[A recess was taken.]
DR. SAUTER: Witness, before the intermission we last spoke of your activity concerning the decrees for the exclusion of Jews from economic life and you told us about the minutes of the session with Göring on 12 November 1938. That is Document Number 1816-PS.
You have already mentioned that the minutes of that conference were poorly edited and are full of omissions, but we can see from these minutes that you openly and definitely exerted a restraining influence and that you tried to save one thing or another for the Jews. I see, for instance, from the minutes that during the conference you repeatedly maintained that the Jewish stores should be reopened again speedily. Is that correct?
FUNK: Yes.
DR. SAUTER: You also pleaded, according to the minutes, that the Jews should be able to keep their shares and interests. That is shown in a question which you put. Is that correct?
FUNK: I have already said that I had thought, up to the time of that conference, that the Jews could keep their securities; and in the course of the conference I said that it was quite new to me that the Jews should also surrender the securities they possessed. Ultimately they got 3 percent government bonds in settlement, but they had to hand over all their shares and other interests.

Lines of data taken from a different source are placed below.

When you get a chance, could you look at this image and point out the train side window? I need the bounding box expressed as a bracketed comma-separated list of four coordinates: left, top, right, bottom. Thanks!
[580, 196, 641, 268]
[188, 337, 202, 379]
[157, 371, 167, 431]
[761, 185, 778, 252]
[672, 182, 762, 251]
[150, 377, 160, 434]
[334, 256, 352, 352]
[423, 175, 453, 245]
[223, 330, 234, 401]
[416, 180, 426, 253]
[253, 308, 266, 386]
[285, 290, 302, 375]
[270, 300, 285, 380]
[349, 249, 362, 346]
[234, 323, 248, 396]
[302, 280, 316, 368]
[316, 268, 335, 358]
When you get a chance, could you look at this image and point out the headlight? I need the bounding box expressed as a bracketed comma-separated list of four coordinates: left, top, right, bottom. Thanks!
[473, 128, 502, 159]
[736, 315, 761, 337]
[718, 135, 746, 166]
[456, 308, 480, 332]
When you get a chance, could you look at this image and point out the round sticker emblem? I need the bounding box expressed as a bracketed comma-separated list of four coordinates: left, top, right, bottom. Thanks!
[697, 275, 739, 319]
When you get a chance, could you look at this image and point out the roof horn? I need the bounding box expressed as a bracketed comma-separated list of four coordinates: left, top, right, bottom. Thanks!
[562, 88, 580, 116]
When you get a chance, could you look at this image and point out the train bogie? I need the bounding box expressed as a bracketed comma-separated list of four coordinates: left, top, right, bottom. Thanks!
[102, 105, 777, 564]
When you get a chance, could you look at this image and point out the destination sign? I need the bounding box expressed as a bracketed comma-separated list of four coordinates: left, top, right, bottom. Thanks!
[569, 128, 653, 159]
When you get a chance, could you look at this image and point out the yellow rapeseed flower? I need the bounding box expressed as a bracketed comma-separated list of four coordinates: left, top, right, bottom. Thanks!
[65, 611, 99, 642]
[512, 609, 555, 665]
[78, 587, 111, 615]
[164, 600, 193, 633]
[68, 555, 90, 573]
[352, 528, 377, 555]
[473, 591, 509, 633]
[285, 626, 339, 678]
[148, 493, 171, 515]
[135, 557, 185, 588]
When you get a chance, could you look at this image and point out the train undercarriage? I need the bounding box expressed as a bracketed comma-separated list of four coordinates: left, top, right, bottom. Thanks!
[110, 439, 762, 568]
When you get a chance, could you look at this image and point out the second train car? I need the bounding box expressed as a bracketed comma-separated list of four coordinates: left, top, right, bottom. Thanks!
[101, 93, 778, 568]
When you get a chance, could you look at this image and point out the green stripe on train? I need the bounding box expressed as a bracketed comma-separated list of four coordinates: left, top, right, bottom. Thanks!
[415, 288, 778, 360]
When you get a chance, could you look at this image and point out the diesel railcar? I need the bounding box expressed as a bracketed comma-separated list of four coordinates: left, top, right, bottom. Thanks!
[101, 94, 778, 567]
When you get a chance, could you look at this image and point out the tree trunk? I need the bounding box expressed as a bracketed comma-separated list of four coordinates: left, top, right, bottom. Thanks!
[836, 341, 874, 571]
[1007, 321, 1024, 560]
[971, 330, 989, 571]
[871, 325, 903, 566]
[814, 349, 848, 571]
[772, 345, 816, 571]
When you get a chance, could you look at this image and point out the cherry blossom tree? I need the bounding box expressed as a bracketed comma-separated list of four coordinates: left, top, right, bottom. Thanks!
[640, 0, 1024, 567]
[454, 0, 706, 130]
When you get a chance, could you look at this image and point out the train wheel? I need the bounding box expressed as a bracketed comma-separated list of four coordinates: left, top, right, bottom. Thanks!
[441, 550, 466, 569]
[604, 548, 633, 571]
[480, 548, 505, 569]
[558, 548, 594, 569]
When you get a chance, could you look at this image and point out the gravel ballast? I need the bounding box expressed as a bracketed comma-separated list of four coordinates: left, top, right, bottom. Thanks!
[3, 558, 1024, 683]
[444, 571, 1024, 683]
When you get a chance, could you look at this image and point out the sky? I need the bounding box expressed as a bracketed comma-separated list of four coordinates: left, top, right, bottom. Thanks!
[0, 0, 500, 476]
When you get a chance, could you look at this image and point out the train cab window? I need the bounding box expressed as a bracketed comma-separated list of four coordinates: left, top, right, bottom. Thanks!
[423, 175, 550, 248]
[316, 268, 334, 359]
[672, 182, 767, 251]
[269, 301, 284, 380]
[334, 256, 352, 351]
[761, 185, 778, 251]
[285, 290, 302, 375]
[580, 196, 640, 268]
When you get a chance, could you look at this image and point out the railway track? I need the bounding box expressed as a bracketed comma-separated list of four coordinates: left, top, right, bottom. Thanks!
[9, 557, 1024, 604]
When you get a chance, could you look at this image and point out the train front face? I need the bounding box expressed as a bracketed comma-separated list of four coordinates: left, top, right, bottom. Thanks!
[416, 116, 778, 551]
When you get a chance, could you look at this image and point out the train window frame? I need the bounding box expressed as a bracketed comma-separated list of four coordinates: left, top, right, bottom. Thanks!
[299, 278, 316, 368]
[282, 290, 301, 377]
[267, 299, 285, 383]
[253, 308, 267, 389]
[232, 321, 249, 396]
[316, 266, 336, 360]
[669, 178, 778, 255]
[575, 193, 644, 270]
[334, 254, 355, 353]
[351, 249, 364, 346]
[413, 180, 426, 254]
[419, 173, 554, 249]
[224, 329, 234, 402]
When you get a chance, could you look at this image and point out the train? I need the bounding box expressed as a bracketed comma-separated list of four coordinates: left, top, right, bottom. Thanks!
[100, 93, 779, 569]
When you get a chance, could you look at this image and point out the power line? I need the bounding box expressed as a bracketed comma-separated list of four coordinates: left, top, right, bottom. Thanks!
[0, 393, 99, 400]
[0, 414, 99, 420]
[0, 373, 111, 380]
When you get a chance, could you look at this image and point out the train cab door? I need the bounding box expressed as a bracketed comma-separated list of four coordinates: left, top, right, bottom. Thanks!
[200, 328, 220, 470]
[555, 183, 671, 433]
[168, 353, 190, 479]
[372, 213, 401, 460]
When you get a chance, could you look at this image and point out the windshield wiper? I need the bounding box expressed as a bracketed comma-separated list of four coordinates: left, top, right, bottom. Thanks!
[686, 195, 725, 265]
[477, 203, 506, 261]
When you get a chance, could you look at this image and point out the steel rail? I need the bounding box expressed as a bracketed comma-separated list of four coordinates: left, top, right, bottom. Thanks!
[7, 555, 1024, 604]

I was also against a ruling of that kind because the Government would then take over a huge number of securities and the conversion of such securities was of course difficult.
DR. SAUTER: From the minutes it also appears that Heydrich was in favor of placing the Jews in ghettos, and you recall that the Prosecution has already mentioned that here.
What was your attitude, Dr. Funk, to Heydrich’s proposal at that time?
FUNK: I was against ghettos for the simple reason that I considered a ghetto a terrible thing. I did not know any ghettos, but I said that 3 million Jews can surely live among 70 million Germans without ghettos. Of course, I said that the Jews would have to move together more closely, and one would have to assist the other, for it was clear to me, and I also said so during the conference, that the individual Jew could not exist under the conditions which were now being created for him.